If, however, you have money in the bank, paying all upfront will cost more initially but save you more money in the long run.

Remember, both options are cheaper than not using RIs!

2. Predictability: Flexibility vs Cost savings

You have two considerations here:

  1. Convertible or standard
  2. 1 year or 3 years

The more inflexible you’re willing to be, the more you’ll save.

Convertible instances are a bit complex, but they can be exchanged easily if you find them to be unsuitable.

3. Technical: Constant capacity vs Dynamic capacity

If you’re running a constant provisioned capacity environment, you can reserve at region scope. This is simpler that reserving in Availability Zones, easier to manage, all round less hassle.

If, however, instances are going to be destroyed and dynamically built, you should look at reserving capacity. Think of it like saying “hey Amazon I’m going to need you to keep this slot open for me for whenever I want to put an instance in it”.

How much of my capacity should I reserve?

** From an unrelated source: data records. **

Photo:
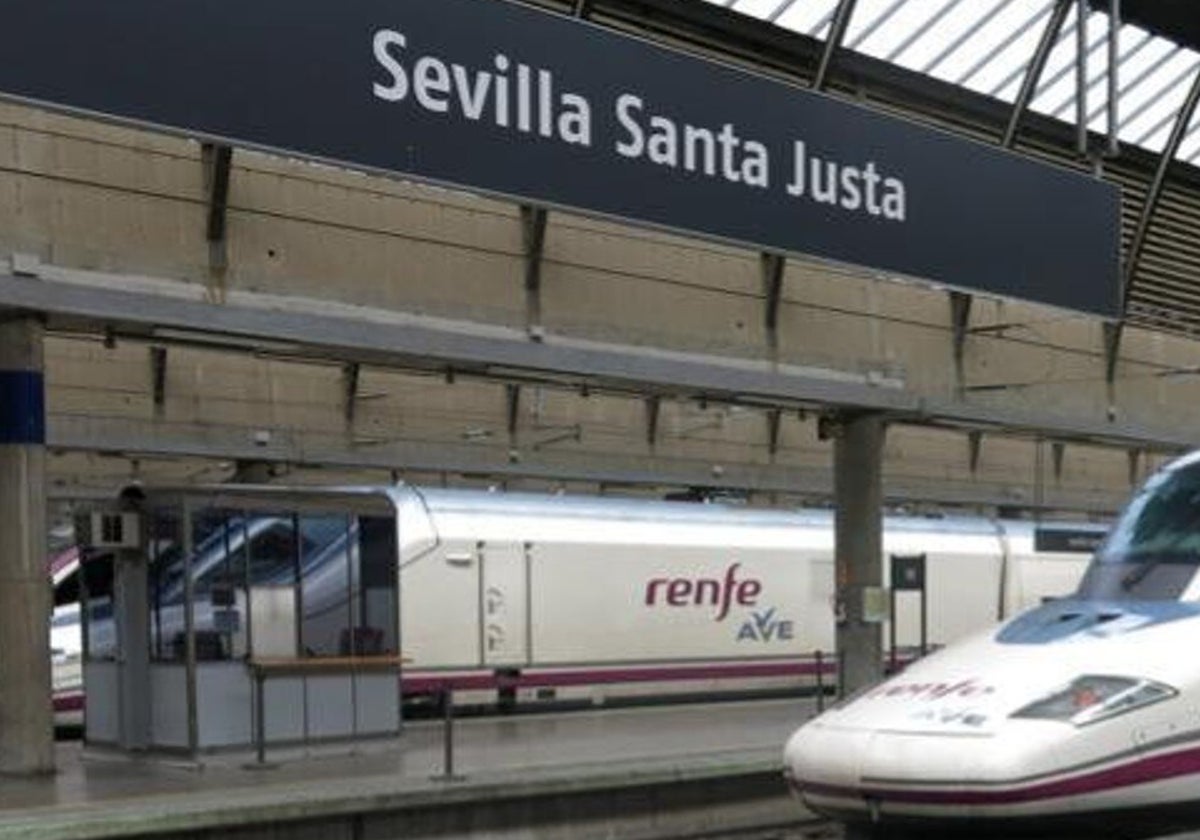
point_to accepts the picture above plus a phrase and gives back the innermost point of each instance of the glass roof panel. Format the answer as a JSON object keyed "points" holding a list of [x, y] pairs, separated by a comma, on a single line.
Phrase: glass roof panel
{"points": [[954, 18], [987, 47]]}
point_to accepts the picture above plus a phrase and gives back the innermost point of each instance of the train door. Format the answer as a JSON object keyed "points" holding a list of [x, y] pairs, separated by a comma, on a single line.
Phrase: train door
{"points": [[504, 604]]}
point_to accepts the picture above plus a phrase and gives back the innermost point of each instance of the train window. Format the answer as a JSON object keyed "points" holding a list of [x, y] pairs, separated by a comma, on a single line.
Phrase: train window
{"points": [[1155, 546], [67, 591], [166, 585], [273, 550], [97, 582], [325, 583]]}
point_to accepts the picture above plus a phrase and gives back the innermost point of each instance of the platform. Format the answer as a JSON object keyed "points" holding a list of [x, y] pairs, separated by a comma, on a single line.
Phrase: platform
{"points": [[635, 772]]}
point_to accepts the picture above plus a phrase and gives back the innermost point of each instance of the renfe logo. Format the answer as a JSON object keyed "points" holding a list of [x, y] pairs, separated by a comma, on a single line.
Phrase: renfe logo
{"points": [[683, 592]]}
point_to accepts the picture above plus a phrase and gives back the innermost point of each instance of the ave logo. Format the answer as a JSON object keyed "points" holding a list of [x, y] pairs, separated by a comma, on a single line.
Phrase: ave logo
{"points": [[763, 627]]}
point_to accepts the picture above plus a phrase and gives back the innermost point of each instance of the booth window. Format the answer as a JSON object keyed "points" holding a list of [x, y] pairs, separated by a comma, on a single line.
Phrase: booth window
{"points": [[97, 585]]}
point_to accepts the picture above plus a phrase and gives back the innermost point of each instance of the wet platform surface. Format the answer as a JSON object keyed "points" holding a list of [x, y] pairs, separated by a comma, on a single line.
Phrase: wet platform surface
{"points": [[95, 791]]}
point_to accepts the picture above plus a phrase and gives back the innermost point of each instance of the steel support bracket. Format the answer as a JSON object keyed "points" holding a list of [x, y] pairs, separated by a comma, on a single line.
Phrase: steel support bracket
{"points": [[159, 376], [217, 162], [774, 419], [351, 375], [1113, 330], [833, 42], [1033, 72], [1179, 131], [513, 405], [533, 233], [960, 321]]}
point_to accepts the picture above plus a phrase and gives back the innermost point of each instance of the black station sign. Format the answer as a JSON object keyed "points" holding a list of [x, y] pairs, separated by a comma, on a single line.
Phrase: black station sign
{"points": [[1068, 540], [502, 99]]}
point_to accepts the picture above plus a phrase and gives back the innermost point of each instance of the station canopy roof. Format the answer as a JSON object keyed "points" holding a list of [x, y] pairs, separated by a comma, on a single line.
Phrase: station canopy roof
{"points": [[987, 48]]}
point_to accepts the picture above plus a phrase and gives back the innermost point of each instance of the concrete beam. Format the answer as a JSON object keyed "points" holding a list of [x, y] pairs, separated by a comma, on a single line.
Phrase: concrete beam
{"points": [[148, 438], [319, 329]]}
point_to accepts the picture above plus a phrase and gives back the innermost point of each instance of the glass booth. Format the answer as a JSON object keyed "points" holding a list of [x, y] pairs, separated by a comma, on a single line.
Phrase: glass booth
{"points": [[245, 617]]}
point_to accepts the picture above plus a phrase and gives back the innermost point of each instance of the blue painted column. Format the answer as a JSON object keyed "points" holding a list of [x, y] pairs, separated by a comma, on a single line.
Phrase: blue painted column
{"points": [[27, 719]]}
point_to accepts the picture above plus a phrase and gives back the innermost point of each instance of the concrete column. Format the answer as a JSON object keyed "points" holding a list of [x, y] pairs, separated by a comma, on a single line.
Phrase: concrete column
{"points": [[131, 600], [858, 544], [27, 718]]}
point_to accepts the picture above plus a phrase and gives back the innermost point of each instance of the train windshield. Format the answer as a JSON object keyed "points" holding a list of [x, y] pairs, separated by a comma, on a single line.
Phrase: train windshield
{"points": [[1153, 550]]}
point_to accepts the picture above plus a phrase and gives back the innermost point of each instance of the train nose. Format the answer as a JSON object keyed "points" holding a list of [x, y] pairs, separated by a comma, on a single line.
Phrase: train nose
{"points": [[823, 762], [864, 774]]}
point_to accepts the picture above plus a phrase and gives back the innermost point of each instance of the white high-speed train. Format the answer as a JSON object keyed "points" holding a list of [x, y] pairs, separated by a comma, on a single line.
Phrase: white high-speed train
{"points": [[1081, 712], [522, 599]]}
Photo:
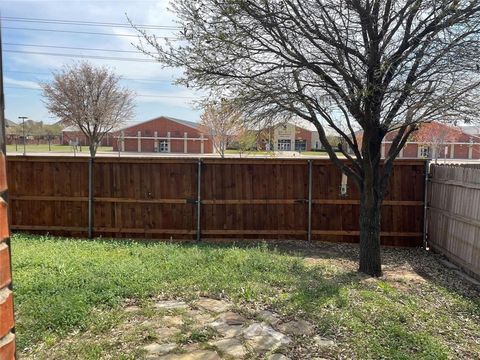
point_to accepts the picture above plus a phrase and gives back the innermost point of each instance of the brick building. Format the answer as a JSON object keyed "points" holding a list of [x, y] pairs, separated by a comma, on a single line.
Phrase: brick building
{"points": [[71, 135], [460, 144], [7, 337], [165, 135], [290, 137]]}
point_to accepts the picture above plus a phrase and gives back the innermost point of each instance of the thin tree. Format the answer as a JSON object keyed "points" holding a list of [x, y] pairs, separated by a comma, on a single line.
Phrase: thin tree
{"points": [[436, 136], [344, 65], [222, 122], [89, 98]]}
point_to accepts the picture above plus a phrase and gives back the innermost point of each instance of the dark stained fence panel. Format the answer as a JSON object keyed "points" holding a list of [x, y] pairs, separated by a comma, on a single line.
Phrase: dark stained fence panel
{"points": [[155, 198]]}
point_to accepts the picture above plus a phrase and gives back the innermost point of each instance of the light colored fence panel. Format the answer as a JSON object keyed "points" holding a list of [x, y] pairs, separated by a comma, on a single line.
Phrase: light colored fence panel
{"points": [[454, 214]]}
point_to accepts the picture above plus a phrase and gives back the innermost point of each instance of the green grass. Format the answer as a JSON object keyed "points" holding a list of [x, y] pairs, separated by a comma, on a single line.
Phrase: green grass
{"points": [[273, 153], [64, 285], [54, 148]]}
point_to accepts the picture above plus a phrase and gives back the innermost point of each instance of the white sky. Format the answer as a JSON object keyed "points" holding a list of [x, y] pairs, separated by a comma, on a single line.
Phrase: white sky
{"points": [[22, 71]]}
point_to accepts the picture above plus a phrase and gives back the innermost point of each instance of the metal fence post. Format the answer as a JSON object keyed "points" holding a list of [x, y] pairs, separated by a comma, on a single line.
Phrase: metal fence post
{"points": [[199, 198], [90, 197], [425, 205], [310, 168]]}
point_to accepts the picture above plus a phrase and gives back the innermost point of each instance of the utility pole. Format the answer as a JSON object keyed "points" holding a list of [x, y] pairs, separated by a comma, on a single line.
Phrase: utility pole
{"points": [[23, 118], [6, 341]]}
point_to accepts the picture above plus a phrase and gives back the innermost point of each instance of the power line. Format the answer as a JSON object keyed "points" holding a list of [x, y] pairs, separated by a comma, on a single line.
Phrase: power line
{"points": [[82, 56], [79, 32], [121, 77], [139, 95], [73, 48], [87, 23]]}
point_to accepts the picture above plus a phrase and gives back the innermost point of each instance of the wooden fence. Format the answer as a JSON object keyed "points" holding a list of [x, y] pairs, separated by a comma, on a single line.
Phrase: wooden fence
{"points": [[182, 198], [454, 214]]}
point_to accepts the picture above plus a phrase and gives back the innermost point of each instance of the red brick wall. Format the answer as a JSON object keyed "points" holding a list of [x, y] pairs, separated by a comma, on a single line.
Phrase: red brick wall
{"points": [[68, 136], [7, 338], [162, 126], [460, 151], [304, 134], [410, 150]]}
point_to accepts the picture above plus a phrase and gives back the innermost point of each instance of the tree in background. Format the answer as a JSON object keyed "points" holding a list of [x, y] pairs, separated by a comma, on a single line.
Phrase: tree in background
{"points": [[436, 136], [246, 140], [89, 98], [343, 65], [222, 122]]}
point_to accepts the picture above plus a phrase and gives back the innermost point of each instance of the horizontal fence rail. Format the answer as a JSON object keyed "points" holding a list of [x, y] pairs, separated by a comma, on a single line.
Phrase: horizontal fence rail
{"points": [[182, 198], [454, 214]]}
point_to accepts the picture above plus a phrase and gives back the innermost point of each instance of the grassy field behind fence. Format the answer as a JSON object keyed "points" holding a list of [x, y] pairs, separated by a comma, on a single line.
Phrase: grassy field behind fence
{"points": [[41, 148], [60, 282]]}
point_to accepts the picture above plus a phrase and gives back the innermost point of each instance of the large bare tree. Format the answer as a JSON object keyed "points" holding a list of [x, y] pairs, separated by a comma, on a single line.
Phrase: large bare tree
{"points": [[223, 122], [89, 98], [344, 65]]}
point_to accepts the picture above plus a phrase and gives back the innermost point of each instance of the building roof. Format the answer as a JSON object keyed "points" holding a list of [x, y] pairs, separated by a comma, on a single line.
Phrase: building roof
{"points": [[191, 124], [471, 130], [9, 123]]}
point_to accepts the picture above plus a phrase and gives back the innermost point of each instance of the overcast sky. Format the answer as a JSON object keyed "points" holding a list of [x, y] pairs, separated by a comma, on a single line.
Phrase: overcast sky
{"points": [[23, 71]]}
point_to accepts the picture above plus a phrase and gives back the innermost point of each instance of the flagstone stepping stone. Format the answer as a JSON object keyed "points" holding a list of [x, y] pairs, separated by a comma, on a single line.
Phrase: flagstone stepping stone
{"points": [[297, 328], [269, 317], [226, 330], [199, 317], [231, 347], [262, 337], [264, 343], [278, 357], [195, 355], [323, 342], [159, 348], [132, 308], [172, 321], [164, 334], [212, 305], [232, 318], [170, 305]]}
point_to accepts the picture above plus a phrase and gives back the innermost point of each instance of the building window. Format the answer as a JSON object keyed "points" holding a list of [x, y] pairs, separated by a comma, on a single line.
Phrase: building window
{"points": [[300, 145], [284, 145], [425, 152], [163, 146]]}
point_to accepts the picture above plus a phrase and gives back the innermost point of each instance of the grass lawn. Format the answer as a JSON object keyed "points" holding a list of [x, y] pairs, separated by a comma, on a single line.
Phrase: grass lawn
{"points": [[54, 148], [273, 153], [65, 289]]}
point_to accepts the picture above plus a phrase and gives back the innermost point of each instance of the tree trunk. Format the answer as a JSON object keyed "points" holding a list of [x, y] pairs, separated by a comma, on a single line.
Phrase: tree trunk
{"points": [[370, 258], [93, 149], [371, 197]]}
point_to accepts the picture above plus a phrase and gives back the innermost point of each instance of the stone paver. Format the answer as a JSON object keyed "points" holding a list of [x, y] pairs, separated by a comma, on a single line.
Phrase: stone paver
{"points": [[195, 355], [231, 347], [172, 321], [170, 305], [226, 330], [269, 317], [159, 348], [323, 342], [165, 333], [235, 337], [297, 328], [231, 318], [262, 337], [213, 305], [278, 357]]}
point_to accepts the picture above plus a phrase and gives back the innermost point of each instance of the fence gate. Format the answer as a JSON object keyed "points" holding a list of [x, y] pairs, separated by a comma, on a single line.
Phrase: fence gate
{"points": [[187, 199]]}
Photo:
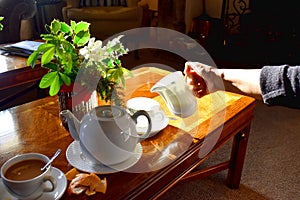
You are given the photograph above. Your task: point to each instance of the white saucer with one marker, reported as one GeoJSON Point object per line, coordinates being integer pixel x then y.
{"type": "Point", "coordinates": [56, 194]}
{"type": "Point", "coordinates": [79, 161]}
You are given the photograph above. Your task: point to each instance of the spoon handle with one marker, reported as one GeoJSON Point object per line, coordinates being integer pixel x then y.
{"type": "Point", "coordinates": [50, 161]}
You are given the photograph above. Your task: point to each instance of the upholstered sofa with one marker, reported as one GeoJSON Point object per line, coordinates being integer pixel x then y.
{"type": "Point", "coordinates": [107, 17]}
{"type": "Point", "coordinates": [18, 20]}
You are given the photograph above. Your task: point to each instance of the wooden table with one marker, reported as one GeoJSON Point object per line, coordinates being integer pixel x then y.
{"type": "Point", "coordinates": [35, 127]}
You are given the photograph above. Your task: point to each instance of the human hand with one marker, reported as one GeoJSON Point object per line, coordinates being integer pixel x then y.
{"type": "Point", "coordinates": [203, 79]}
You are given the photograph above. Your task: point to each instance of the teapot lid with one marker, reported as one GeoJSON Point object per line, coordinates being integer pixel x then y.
{"type": "Point", "coordinates": [108, 112]}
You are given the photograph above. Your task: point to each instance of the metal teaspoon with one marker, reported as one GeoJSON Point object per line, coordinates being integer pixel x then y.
{"type": "Point", "coordinates": [51, 160]}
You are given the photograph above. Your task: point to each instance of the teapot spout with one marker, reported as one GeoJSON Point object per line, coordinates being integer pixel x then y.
{"type": "Point", "coordinates": [73, 123]}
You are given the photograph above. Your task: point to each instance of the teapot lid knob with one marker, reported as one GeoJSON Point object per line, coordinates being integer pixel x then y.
{"type": "Point", "coordinates": [109, 112]}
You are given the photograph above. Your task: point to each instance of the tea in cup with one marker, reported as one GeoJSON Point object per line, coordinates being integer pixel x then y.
{"type": "Point", "coordinates": [23, 178]}
{"type": "Point", "coordinates": [176, 94]}
{"type": "Point", "coordinates": [149, 105]}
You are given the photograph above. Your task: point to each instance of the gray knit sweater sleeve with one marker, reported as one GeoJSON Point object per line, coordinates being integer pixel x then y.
{"type": "Point", "coordinates": [280, 85]}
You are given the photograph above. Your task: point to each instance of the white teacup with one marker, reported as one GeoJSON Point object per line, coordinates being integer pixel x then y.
{"type": "Point", "coordinates": [28, 182]}
{"type": "Point", "coordinates": [177, 95]}
{"type": "Point", "coordinates": [149, 105]}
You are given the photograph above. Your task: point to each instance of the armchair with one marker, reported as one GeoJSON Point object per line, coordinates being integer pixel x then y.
{"type": "Point", "coordinates": [105, 19]}
{"type": "Point", "coordinates": [18, 20]}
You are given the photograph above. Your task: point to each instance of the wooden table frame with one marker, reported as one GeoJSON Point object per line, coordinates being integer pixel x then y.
{"type": "Point", "coordinates": [34, 130]}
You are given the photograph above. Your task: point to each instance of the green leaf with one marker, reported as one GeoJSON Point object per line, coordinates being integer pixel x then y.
{"type": "Point", "coordinates": [31, 61]}
{"type": "Point", "coordinates": [55, 26]}
{"type": "Point", "coordinates": [81, 38]}
{"type": "Point", "coordinates": [65, 78]}
{"type": "Point", "coordinates": [65, 28]}
{"type": "Point", "coordinates": [55, 86]}
{"type": "Point", "coordinates": [44, 47]}
{"type": "Point", "coordinates": [48, 56]}
{"type": "Point", "coordinates": [82, 26]}
{"type": "Point", "coordinates": [47, 79]}
{"type": "Point", "coordinates": [52, 66]}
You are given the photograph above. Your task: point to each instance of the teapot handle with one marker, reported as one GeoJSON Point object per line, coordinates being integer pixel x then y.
{"type": "Point", "coordinates": [136, 115]}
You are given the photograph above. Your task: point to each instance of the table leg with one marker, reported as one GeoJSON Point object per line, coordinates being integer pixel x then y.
{"type": "Point", "coordinates": [237, 158]}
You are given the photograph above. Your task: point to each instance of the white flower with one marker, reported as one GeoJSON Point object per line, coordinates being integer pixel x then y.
{"type": "Point", "coordinates": [93, 51]}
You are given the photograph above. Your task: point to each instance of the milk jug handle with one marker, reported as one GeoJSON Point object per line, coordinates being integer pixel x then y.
{"type": "Point", "coordinates": [136, 115]}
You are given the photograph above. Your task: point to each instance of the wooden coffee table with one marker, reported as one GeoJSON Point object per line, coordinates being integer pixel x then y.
{"type": "Point", "coordinates": [167, 158]}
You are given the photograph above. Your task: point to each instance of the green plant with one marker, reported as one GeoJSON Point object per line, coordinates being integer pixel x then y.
{"type": "Point", "coordinates": [1, 25]}
{"type": "Point", "coordinates": [69, 48]}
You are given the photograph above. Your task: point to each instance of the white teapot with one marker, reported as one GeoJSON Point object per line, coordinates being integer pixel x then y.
{"type": "Point", "coordinates": [107, 134]}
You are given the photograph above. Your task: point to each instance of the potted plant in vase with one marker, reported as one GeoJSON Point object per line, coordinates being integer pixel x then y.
{"type": "Point", "coordinates": [69, 50]}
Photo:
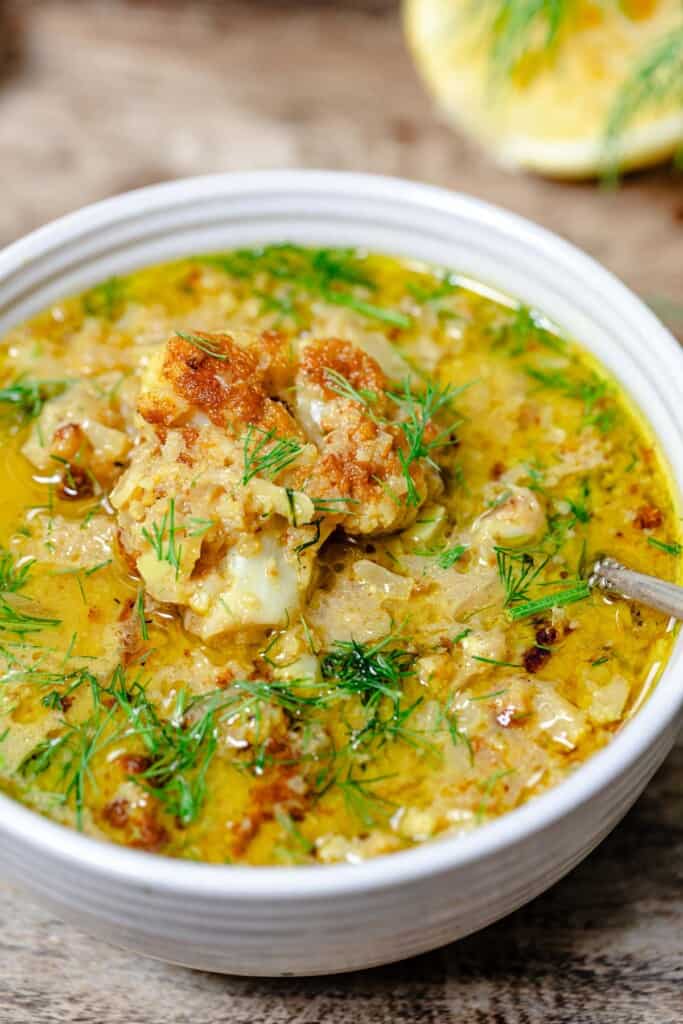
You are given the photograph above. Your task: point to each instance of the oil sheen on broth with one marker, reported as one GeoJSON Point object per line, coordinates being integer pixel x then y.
{"type": "Point", "coordinates": [293, 549]}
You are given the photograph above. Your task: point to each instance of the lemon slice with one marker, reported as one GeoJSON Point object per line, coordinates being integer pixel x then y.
{"type": "Point", "coordinates": [545, 95]}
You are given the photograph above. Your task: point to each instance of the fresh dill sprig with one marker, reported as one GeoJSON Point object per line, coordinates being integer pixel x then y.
{"type": "Point", "coordinates": [447, 558]}
{"type": "Point", "coordinates": [207, 345]}
{"type": "Point", "coordinates": [369, 807]}
{"type": "Point", "coordinates": [163, 539]}
{"type": "Point", "coordinates": [341, 386]}
{"type": "Point", "coordinates": [518, 30]}
{"type": "Point", "coordinates": [370, 671]}
{"type": "Point", "coordinates": [368, 309]}
{"type": "Point", "coordinates": [332, 274]}
{"type": "Point", "coordinates": [200, 526]}
{"type": "Point", "coordinates": [330, 506]}
{"type": "Point", "coordinates": [655, 80]}
{"type": "Point", "coordinates": [139, 611]}
{"type": "Point", "coordinates": [517, 571]}
{"type": "Point", "coordinates": [180, 749]}
{"type": "Point", "coordinates": [269, 455]}
{"type": "Point", "coordinates": [374, 673]}
{"type": "Point", "coordinates": [592, 390]}
{"type": "Point", "coordinates": [105, 299]}
{"type": "Point", "coordinates": [28, 396]}
{"type": "Point", "coordinates": [12, 620]}
{"type": "Point", "coordinates": [419, 410]}
{"type": "Point", "coordinates": [554, 600]}
{"type": "Point", "coordinates": [487, 785]}
{"type": "Point", "coordinates": [73, 752]}
{"type": "Point", "coordinates": [672, 549]}
{"type": "Point", "coordinates": [495, 660]}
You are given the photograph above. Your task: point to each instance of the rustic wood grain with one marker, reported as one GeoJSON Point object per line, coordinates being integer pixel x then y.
{"type": "Point", "coordinates": [102, 96]}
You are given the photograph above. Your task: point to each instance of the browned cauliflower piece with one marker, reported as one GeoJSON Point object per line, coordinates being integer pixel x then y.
{"type": "Point", "coordinates": [342, 401]}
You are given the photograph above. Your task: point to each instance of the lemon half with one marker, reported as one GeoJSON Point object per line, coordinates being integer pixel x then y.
{"type": "Point", "coordinates": [550, 111]}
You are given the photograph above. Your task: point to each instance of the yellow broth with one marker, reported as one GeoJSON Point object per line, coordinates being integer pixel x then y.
{"type": "Point", "coordinates": [431, 675]}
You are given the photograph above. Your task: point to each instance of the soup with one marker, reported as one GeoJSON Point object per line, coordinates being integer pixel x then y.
{"type": "Point", "coordinates": [293, 557]}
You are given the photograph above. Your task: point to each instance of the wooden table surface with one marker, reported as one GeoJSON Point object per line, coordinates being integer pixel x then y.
{"type": "Point", "coordinates": [96, 97]}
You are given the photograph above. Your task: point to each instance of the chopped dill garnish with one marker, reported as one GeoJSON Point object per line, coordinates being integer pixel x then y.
{"type": "Point", "coordinates": [672, 549]}
{"type": "Point", "coordinates": [207, 345]}
{"type": "Point", "coordinates": [523, 330]}
{"type": "Point", "coordinates": [269, 455]}
{"type": "Point", "coordinates": [332, 274]}
{"type": "Point", "coordinates": [162, 538]}
{"type": "Point", "coordinates": [96, 568]}
{"type": "Point", "coordinates": [371, 671]}
{"type": "Point", "coordinates": [487, 785]}
{"type": "Point", "coordinates": [495, 660]}
{"type": "Point", "coordinates": [329, 506]}
{"type": "Point", "coordinates": [28, 396]}
{"type": "Point", "coordinates": [555, 600]}
{"type": "Point", "coordinates": [519, 31]}
{"type": "Point", "coordinates": [419, 412]}
{"type": "Point", "coordinates": [74, 751]}
{"type": "Point", "coordinates": [447, 558]}
{"type": "Point", "coordinates": [655, 80]}
{"type": "Point", "coordinates": [433, 294]}
{"type": "Point", "coordinates": [375, 673]}
{"type": "Point", "coordinates": [105, 299]}
{"type": "Point", "coordinates": [579, 506]}
{"type": "Point", "coordinates": [341, 386]}
{"type": "Point", "coordinates": [20, 623]}
{"type": "Point", "coordinates": [367, 806]}
{"type": "Point", "coordinates": [13, 574]}
{"type": "Point", "coordinates": [369, 309]}
{"type": "Point", "coordinates": [517, 570]}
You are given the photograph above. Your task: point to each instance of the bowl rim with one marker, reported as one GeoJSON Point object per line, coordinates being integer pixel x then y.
{"type": "Point", "coordinates": [243, 883]}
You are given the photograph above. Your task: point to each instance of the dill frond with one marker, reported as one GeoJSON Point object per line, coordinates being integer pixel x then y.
{"type": "Point", "coordinates": [162, 538]}
{"type": "Point", "coordinates": [28, 396]}
{"type": "Point", "coordinates": [656, 80]}
{"type": "Point", "coordinates": [208, 345]}
{"type": "Point", "coordinates": [269, 455]}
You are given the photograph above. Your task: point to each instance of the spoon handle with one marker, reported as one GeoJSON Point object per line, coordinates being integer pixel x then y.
{"type": "Point", "coordinates": [612, 578]}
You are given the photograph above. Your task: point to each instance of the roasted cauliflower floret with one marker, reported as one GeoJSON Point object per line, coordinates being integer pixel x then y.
{"type": "Point", "coordinates": [366, 465]}
{"type": "Point", "coordinates": [83, 433]}
{"type": "Point", "coordinates": [209, 512]}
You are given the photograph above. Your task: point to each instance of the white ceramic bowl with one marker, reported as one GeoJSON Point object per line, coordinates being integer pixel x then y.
{"type": "Point", "coordinates": [316, 920]}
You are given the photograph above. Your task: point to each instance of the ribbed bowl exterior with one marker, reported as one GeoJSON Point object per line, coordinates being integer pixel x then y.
{"type": "Point", "coordinates": [317, 920]}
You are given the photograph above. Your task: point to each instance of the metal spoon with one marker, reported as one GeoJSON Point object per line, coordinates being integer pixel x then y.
{"type": "Point", "coordinates": [612, 578]}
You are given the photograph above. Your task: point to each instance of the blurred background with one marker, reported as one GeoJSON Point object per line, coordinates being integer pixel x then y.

Hopefully by this point you’ve got an idea of what you’d like to reserve. How much of your capacity you should reserve depends on your application’s nature: is it autoscaling or static?
At Bipsync, our internal build cluster is an autoscaling environment. We aim to reserve about 80% of our average capacity for this. We’re trying to be efficient but we’re not wanting to reserve capacity we won’t regularly need.
Most of our customers, however, have static clusters of a fixed size (although we have an autoscaling option available). For these clusters, we aim to reserve about 95% of our capacity. We do not reserve capacity for trial installations as we won’t want to count our chickens before they’ve hatched!
Here are some rough guidelines, you’ll have to adjust them to your business:

Analysing your needs

AWS Cost Explorer RI Coverage

This is a great way to calculate your needs. In this example, we can see that an account’s RI Coverage has been dipping. AWS will show you on this screen how much money you could save with RIs, and it can be a surprising amount!

 

AWS Trusted Advisor

The Cost Optimization screen on AWS Trusted Advisor has a section “Amazon EC2 Reserved Instances Optimization”. This will tell you what recommendations AWS’s robots are making for you to reserve instances. It’s usually a pretty good guide.

AWS Cost Calculator

There’s no substitute for cold, hard figures! AWS’s cost calculator allows you to determine the cost of various options.

AWS Support

If you’re still confused, AWS Support are very helpful!

A caution against diminishing returns

For most of us, we don’t want to spend forever optimising costs, we just want to get that sweet zone before the return on investment of reserving capacity starts to diminish and waste accrues:

Review regularly

Review your costs on a regular basis. You can even set up alerts in AWS if your RI coverage goes below a given threshold.